This repository establishes an independent, end-to-end computational framework for the precision molecular surveillance of Plasmodium falciparum and its systemic impact on host physiology. The project integrates a CRISPR-Cas13a (SHERLOCK) guide RNA (gRNA) design pipeline with high-dimensional modeling of the Gut-Brain Axis (GBA).
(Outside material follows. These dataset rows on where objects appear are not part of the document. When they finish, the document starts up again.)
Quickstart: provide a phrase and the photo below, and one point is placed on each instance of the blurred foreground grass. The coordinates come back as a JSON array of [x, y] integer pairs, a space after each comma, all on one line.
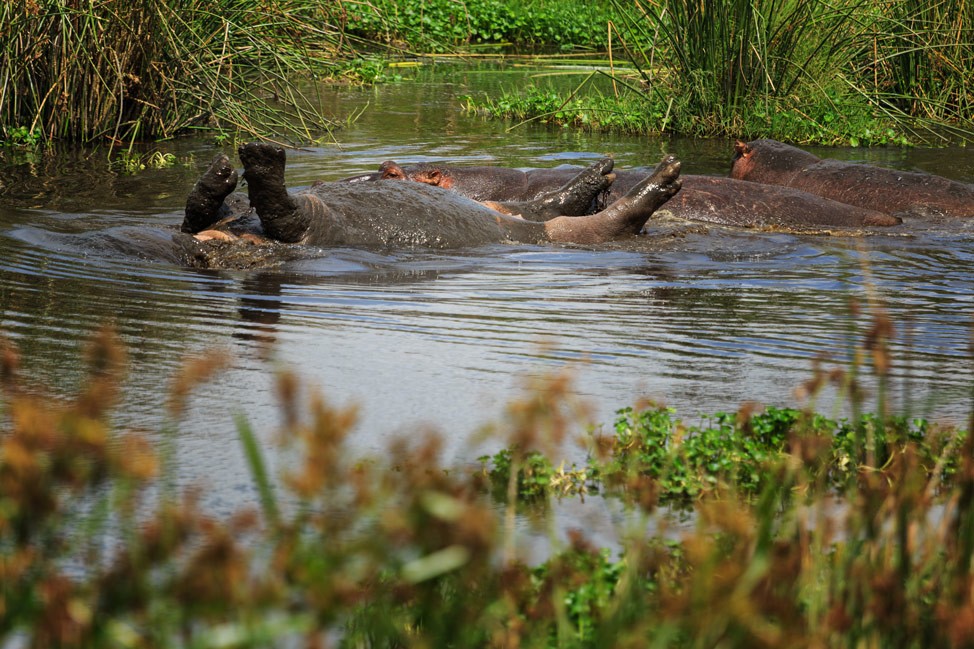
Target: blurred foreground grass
[[808, 533]]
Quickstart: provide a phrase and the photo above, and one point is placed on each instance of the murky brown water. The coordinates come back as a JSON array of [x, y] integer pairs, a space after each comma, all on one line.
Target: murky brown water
[[703, 320]]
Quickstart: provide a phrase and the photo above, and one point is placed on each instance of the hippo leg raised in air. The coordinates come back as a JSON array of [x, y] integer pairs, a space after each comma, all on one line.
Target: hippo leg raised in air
[[205, 205], [404, 214]]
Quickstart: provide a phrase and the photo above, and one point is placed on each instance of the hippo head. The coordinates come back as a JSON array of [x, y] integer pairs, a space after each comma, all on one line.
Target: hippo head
[[740, 162], [768, 161], [388, 170]]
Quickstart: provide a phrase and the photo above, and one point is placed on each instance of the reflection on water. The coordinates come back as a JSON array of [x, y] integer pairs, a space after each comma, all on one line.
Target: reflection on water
[[703, 318]]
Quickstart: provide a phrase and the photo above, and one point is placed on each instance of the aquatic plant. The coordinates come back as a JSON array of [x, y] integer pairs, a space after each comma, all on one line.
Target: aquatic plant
[[438, 25]]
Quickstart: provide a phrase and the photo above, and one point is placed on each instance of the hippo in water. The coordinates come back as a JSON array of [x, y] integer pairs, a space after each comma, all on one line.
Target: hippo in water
[[411, 214], [722, 201], [887, 190]]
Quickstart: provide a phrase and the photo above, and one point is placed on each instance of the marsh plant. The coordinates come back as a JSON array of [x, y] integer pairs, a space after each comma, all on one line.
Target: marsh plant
[[142, 69], [789, 547], [847, 72]]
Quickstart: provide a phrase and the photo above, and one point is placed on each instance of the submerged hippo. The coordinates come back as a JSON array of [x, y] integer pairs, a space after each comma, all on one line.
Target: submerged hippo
[[411, 214], [722, 201], [887, 190]]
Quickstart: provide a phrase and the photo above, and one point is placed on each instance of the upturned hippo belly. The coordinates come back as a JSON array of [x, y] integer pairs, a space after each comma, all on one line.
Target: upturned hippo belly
[[410, 216], [887, 190], [721, 201]]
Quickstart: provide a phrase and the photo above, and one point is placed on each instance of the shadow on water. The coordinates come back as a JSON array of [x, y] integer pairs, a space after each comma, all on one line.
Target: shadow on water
[[703, 318]]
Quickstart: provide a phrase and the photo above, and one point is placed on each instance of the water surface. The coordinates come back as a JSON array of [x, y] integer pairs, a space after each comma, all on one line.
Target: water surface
[[702, 319]]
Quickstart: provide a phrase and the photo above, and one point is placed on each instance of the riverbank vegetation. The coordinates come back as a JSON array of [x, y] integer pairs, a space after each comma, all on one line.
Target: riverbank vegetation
[[852, 72], [111, 73], [805, 531]]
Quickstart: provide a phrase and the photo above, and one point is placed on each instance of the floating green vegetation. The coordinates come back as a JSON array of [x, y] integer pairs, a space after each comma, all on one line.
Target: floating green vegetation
[[438, 25], [740, 453]]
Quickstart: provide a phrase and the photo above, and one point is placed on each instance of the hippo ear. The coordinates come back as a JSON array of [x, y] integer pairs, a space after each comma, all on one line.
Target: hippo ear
[[390, 170]]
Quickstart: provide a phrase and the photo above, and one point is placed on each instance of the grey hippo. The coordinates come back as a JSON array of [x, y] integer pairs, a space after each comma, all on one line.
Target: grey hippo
[[412, 214], [888, 190], [723, 201]]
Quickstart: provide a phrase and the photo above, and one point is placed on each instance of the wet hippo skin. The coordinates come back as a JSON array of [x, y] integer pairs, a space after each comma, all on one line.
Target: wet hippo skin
[[722, 201], [887, 190], [410, 214]]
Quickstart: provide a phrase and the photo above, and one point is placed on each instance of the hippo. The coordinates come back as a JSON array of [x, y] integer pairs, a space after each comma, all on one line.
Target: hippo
[[410, 214], [887, 190], [721, 201]]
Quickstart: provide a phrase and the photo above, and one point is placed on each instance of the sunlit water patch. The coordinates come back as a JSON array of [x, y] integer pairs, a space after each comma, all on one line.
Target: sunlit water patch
[[701, 318]]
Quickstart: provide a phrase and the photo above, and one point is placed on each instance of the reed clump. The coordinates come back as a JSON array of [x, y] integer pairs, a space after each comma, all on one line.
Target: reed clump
[[377, 554], [87, 70], [847, 72]]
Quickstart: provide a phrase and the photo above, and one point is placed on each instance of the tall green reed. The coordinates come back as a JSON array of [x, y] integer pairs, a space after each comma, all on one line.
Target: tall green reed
[[729, 53], [87, 70], [922, 57], [903, 61]]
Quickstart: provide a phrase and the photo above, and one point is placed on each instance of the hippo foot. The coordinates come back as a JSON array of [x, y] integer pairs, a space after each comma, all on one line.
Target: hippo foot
[[279, 214], [627, 215], [205, 205], [574, 198], [633, 210]]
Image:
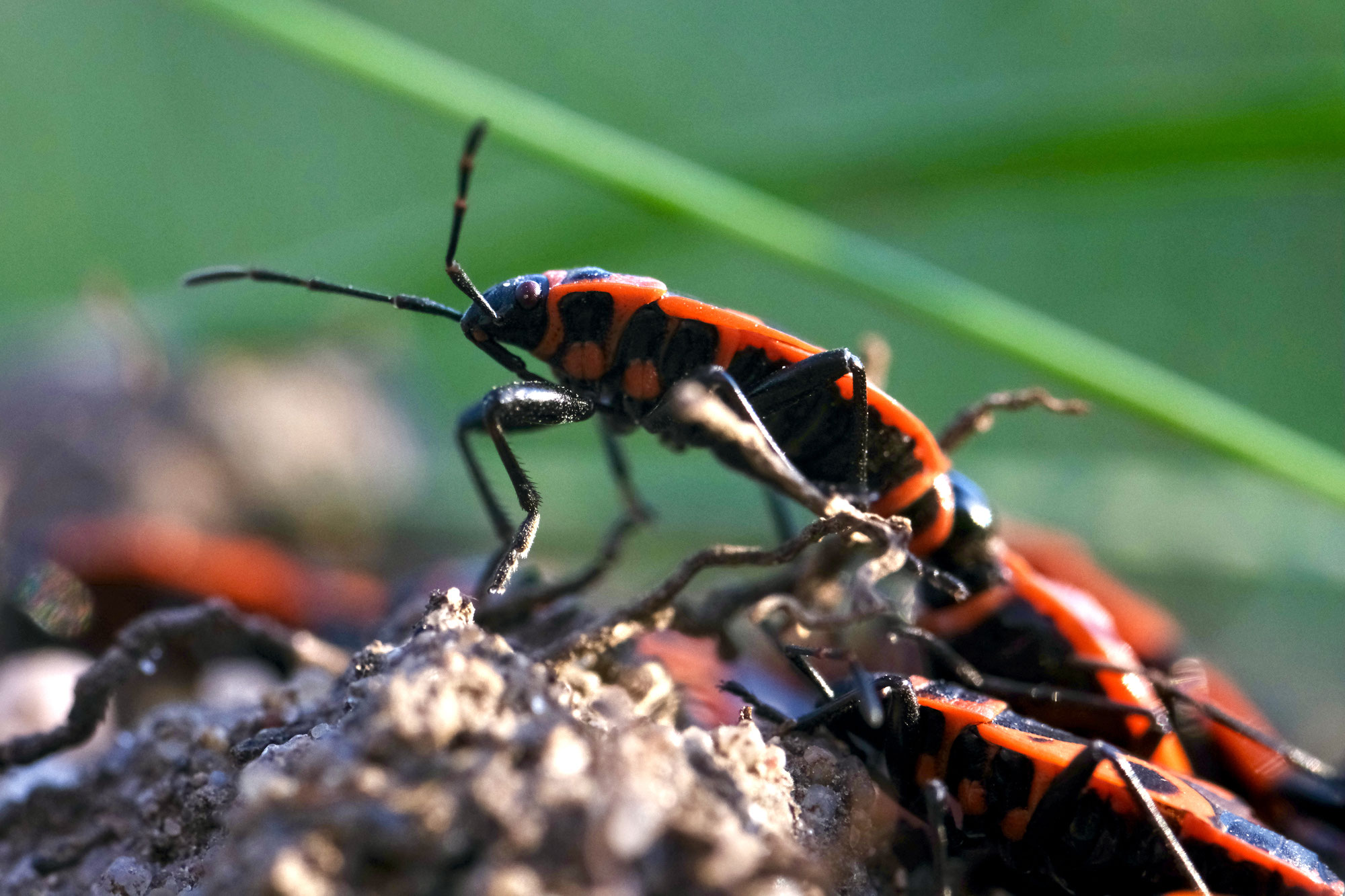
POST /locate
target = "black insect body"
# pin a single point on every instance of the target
(1065, 813)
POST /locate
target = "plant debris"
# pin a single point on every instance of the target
(453, 763)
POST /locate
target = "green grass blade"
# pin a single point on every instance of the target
(891, 278)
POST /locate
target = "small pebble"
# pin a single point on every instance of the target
(126, 876)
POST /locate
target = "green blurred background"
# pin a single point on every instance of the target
(1169, 177)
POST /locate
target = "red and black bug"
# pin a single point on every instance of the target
(1056, 809)
(618, 345)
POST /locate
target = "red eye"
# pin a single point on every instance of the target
(528, 292)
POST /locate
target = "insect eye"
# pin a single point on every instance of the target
(528, 294)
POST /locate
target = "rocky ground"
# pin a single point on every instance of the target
(451, 763)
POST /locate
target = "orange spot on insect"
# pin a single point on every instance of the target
(642, 380)
(584, 361)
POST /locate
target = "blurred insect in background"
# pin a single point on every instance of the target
(621, 346)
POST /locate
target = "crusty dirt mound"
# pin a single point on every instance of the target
(450, 763)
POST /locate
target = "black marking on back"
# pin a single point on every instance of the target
(644, 337)
(966, 758)
(751, 368)
(1022, 643)
(949, 690)
(587, 274)
(587, 317)
(818, 435)
(1009, 782)
(691, 346)
(1031, 727)
(933, 725)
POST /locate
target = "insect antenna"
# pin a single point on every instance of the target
(465, 175)
(401, 300)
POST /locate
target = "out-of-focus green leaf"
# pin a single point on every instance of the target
(680, 186)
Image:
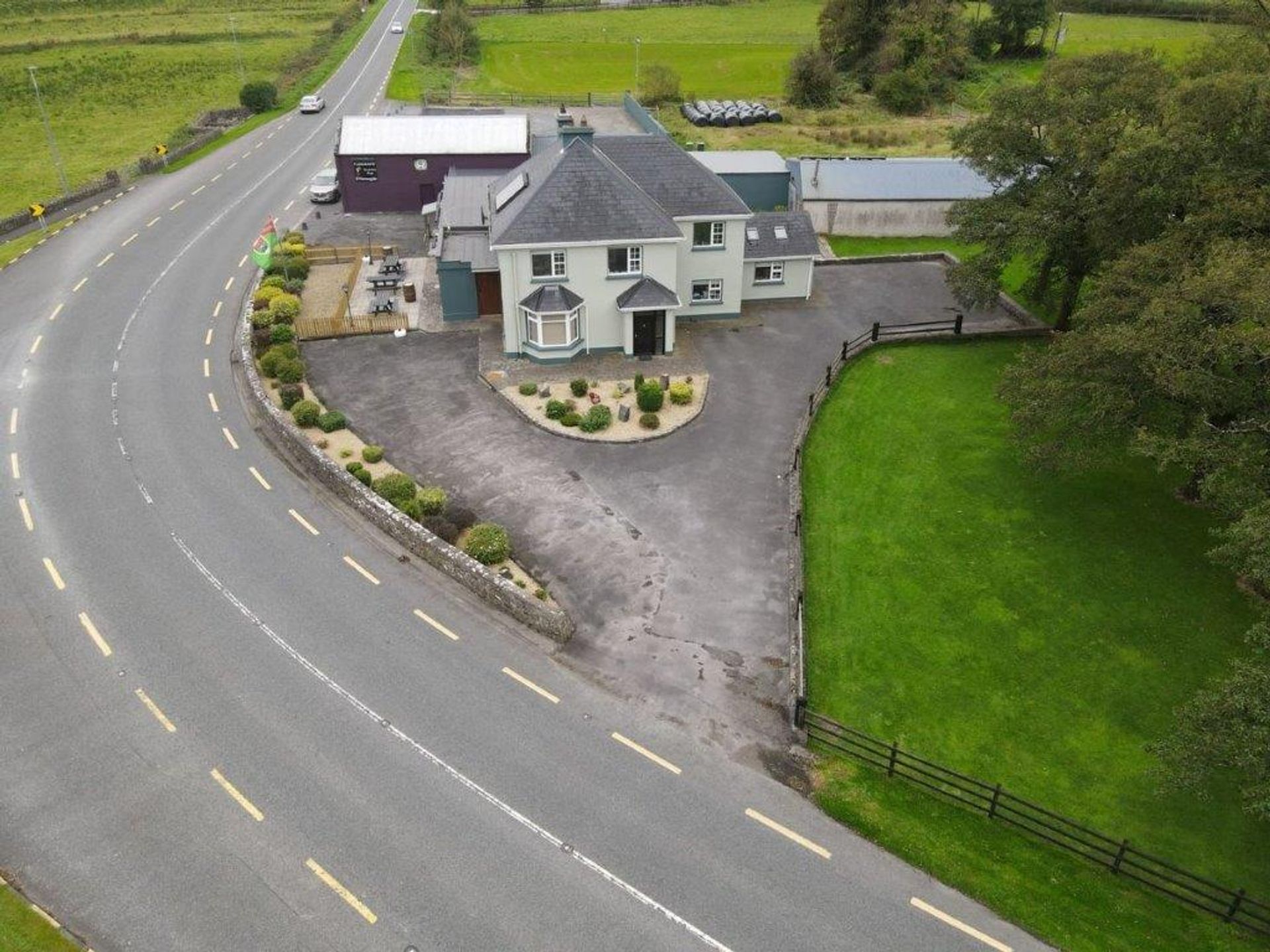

By targeting the Kelch13 (PfK13) propeller domain—the primary genetic determinant of artemisinin resistance—this workflow enables the "ultrasensitive" detection of pathogen genotypes. These diagnostic outputs are then correlated with microglial activation signatures (CX3CR1/Iba1) to parameterize the neuro-inflammatory sequelae of systemic infection.

Pipeline Architecture

  • Script 01: Cas13a gRNA Engineering for AT-Rich Genomes

    • Implements a custom sliding window algorithm to generate 28nt spacers, adhering to the biophysical constraints of the Cas13a (SHERLOCK) effector protein.
    • Optimizes for a 25-45% GC-content threshold to address the unique AT-rich genomic architecture of the Plasmodium genome, ensuring diagnostic specificity.
    • Filters and isolates candidate guides (n=25) targeting critical drug-resistance SNPs within the PfK13 domain.
  • Script 02: Neuro-Immune Correlation and GBA Modeling

    • Constructs a statistical framework linking CRISPR-detected parasite loads to host hypothalamic microglial set-points.
    • Models the negative correlation ($r = -0.946$) between microglial activation (Iba1 intensity) and the expression of homeostatic regulatory checkpoints (CX3CR1).
    • Quantifies the collapse of neuro-immune resilience as a function of pathogen genotype severity.

Visual Results

All technical outputs proving diagnostic viability and systemic correlation are securely archived in the results/ and figures/ directories. The GBA_Microglia_Correlation.png plot specifically demonstrates a robust negative correlation between Iba1-mediated activation and CX3CR1-mediated regulation, providing a computational proof-of-concept for the predictive value of molecular genotyping in neuro-immunology.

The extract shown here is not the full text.